Jim recently contacted PPTA because he had not been paid the Māori Immersion Teacher Allowance (MITA). The non-payment had been for over one term, a total of $1000 in missed salary.
This particular allowance is payable to teachers whose role includes use of Te Reo Māori as the medium of instruction. Under STCA 4.18 and ASTCA 3.14, all teachers required to use Te Reo for at least six hours per week in an approved Māori immersion programme shall receive an allowance equivalent in value to one unit (currently $4000). One requirement for the payment though is that the teacher has a current practising certificate. No certificate, no money. Unfortunately Jim had forgotten to renew his certificate, so PPTA was not able to secure payment.
Renewal first and foremost a teacher’s responsibility
Renewal of a practising certificate is first and foremost the responsibility of the individual teacher. Members will have noted that the provision for the Ministry of Education to pay the renewal fee expired with the previous STCA and ASTCA. It is easy to forget something that only happens once every three years, and it is a very good idea for each school to have someone check on certificates and remind teachers when their renewal is due.

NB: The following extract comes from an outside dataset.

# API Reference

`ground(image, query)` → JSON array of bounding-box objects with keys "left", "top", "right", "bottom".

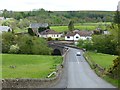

That did not happen here.
It is worth noting that the ministry will also only fund transfer and removal expenses where a teacher has a current practising certificate.
Consequences of not renewing can be severe
The consequences of not renewing can be much more severe. In this case Jim lost $1000. However, he could have lost his job.
It is illegal for a school to employ a teacher for more than 20 half-days in any one year if that person does not have a current practising certificate. There are fines of up to $2000 for both teacher and school in such situations. Because of the unlawful nature of such employment a school can place the member on
leave without pay, or even dismiss the teacher.
Renewal may save you money, and your job
If you find yourself in a similar situation, you should immediately ask your school to apply for an extension of the practising certificate while you complete the renewal process.
Members will have a variety of views on the value of practising certificates, and the need to renew every three years. However for over 40 years PPTA has supported having a trained and qualified secondary teaching profession. There does need to be some system of certification to support that. Currently this is through the Teaching Council of Aotearoa New Zealand. Renewal on time may save you money, and your job.